Key Player
YOU CAN RECOGNIZE Louise Philbrick by the heavy-duty bandage on her right thumb. Like a pair of reading glasses or a favorite locket, it feels like a part of her — a constant reminder of the artist she has become. Her hands are in constant motion while at work in her South Portland home studio — which makes it easy for that thumb to end up on the wrong side of a hammer or a drill.
Philbrick is an accidental sculptor. Gifted in languages and blessed with a highly mathematical mind, she pursued several careers (including a stint working for an international steel company) before going out on her own as an artist two years ago.
Her medium is objects with history, most frequently antique pianos, which she painstakingly dissects with a screwdriver and pliers before using the parts to create her art. “I choose my objects based on how they show their memory or story,” she says. “When you walk on the beach you see a million stones and don’t notice them, but when you see stacked stones, you think about it. Suddenly they have significance, like a mandala or a symbol.”
After deconstructing a piano, Philbrick begins sorting the felt hammers, wood keys, wires, screws, and dowels into plastic bins. She’s fascinated by the workmanship required to create these parts, and lingers over repairs made with string or glue a century ago.
Over time, the bits and pieces take form. Their repetitive nature and slight variations appeal to Philbrick’s orderly mind; the delicate armatures might be arranged in dozens of ways before they’re committed to a sculpture. Often, Philbrick creates elaborate stars from them. Other parts embellish her frames, built from the body of the piano.
Philbrick’s subjects are always dumpster-bound — you’d be surprised how many uprights are out there without homes, she says. Like stray cats, they find her; in fact, she’s known around Portland as the Piano Lady. Right now she has dozens of deconstructed instruments in her studio, a sunny room with a concrete floor and skylights — and keeps one spinet in her living room to play. Lately, though, patrons have begun approaching her with their own random objects, pushing her art in new directions.

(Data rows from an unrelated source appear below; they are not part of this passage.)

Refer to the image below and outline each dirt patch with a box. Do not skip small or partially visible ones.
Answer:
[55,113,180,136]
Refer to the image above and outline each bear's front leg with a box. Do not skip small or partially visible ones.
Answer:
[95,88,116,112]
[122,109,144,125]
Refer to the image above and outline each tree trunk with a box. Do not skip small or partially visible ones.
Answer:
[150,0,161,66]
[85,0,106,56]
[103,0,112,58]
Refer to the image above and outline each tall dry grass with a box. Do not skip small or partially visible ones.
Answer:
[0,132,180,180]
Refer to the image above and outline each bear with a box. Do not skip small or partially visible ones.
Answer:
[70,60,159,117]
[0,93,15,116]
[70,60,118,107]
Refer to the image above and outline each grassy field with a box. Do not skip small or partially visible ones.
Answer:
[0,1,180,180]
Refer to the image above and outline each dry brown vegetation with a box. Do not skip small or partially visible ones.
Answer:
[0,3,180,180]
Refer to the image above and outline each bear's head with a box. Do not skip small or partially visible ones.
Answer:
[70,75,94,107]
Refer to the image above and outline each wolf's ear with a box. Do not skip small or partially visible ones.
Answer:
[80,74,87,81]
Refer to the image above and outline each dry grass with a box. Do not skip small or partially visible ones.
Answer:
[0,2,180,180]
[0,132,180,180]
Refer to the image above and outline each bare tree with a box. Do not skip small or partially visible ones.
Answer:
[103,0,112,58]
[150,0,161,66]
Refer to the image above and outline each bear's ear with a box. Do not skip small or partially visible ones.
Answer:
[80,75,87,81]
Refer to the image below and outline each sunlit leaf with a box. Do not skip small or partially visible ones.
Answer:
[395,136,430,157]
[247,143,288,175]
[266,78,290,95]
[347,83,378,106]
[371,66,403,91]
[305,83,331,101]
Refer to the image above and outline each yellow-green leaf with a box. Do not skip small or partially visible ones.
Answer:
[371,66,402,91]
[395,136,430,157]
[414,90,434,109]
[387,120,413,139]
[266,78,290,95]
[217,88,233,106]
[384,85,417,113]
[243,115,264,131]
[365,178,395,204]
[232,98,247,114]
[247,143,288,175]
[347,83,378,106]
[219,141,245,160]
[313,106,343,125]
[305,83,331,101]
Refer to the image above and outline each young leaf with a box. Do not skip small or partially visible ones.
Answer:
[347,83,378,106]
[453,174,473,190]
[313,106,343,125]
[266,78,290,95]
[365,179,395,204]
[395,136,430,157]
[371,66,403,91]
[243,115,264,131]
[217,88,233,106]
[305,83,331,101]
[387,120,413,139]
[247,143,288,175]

One friend came to Philbrick with a box of things from her deceased mother, hoping the artist could create a memorial. “There was plastic stuff, a magnifying glass, my friend’s birth bracelet — all small, not necessarily beautiful objects,” she says. “I agreed to do it and then flipped out. How to convey that this was about the history of the things?” Ultimately, “they became relics in the work.” The magnifying glass is a separate piece that could be used to study the objects up close. “Then there was that horror moment when I presented it to my friend. We bawled our eyes out together.”